I am trying to run a spatio-temporal cluster permutation using MEG data from two different conditions “B” and “C”. The permutation is being done on data from a group of subjects.
t_obs, clusters, cluster_pv, H0 = mne.stats.spatio_temporal_cluster_1samp_test(X_diff, threshold=threshold,
n_permutations=1024,
tail=0, adjacency=adjacency,
n_jobs=4, step_down_p=0,
t_power=1, out_type='indices',
verbose=True)
Where X_diff
is of shape subjects x times x freqs x channels
and is obtained from the TFR for the difference between the two conditions.
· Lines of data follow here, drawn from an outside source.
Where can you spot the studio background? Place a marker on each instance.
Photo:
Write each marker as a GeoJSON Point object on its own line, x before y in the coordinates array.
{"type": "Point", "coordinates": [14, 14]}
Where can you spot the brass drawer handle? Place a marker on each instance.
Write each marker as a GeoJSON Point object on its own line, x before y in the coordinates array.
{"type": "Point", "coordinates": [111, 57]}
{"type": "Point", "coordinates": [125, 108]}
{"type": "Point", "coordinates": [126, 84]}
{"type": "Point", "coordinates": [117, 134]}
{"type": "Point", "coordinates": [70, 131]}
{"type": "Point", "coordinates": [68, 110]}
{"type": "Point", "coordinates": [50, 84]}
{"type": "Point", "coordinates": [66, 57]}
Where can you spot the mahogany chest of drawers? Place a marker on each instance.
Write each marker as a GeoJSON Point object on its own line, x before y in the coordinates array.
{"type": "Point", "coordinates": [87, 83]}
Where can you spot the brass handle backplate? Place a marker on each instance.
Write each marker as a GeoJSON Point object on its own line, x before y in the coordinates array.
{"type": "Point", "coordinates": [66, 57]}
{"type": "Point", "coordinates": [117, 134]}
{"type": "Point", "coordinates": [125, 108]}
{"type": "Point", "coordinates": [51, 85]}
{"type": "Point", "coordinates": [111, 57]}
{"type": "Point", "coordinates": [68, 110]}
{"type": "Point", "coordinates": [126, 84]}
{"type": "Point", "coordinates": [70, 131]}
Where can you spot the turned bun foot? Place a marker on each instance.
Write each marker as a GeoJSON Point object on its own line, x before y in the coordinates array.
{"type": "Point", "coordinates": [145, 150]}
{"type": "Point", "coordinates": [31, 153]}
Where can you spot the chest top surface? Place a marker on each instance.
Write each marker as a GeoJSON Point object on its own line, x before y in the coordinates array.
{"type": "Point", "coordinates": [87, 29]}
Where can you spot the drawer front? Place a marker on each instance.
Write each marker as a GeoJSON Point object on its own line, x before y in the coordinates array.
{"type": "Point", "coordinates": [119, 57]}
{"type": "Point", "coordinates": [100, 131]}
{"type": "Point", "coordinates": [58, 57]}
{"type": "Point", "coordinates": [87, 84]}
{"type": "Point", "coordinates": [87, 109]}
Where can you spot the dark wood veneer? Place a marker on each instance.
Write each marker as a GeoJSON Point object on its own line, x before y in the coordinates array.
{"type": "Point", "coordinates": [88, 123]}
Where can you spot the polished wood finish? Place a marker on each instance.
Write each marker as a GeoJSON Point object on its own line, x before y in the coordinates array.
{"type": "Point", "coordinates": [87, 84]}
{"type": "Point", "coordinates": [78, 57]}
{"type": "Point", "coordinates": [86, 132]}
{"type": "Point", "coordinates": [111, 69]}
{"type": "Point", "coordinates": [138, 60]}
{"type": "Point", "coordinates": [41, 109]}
I aim to run the cluster permutation in two ways:
- Run it for each frequency band separately where within a frequency band, I average over the frequencies before running the cluster permutation.
- Run it over all frequencies in a range so that the clusters obtained from the cluster permutation also give me information about the frequencies where a significant effect is observed.
The issue I am facing is in the construction of the adjacency matrix in the latter case. Following this discussion x, I specified the adjacency in the following manner:
freq_adjacency = sparse.csr_matrix(np.zeros((89, 89)))
chan_adjacency = sparse.csr_matrix(np.ones((248, 248)))
adjacency = mne.stats.combine_adjacency(freq_adjacency, chan_adjacency)
I ran the cluster permutation and got 4 significant clusters for 4 different frequencies 7,8,9,10 Hz. I should point out that this effect is what I was also expecting to observe. However, I thought that it was strange that I was obtaining clusters per a single frequency value and I thought that this method isn’t lumping neighbouring frequencies together, so I searched around a bit more and followed this tutorial x, and tried to construct the adjacency matrix like so:
tfr_epochs = diff_TFRs[0]
epochs_power = tfr_epochs.data
sensor_adjacency, ch_names = mne.channels.find_ch_adjacency(tfr_epochs.info, "mag")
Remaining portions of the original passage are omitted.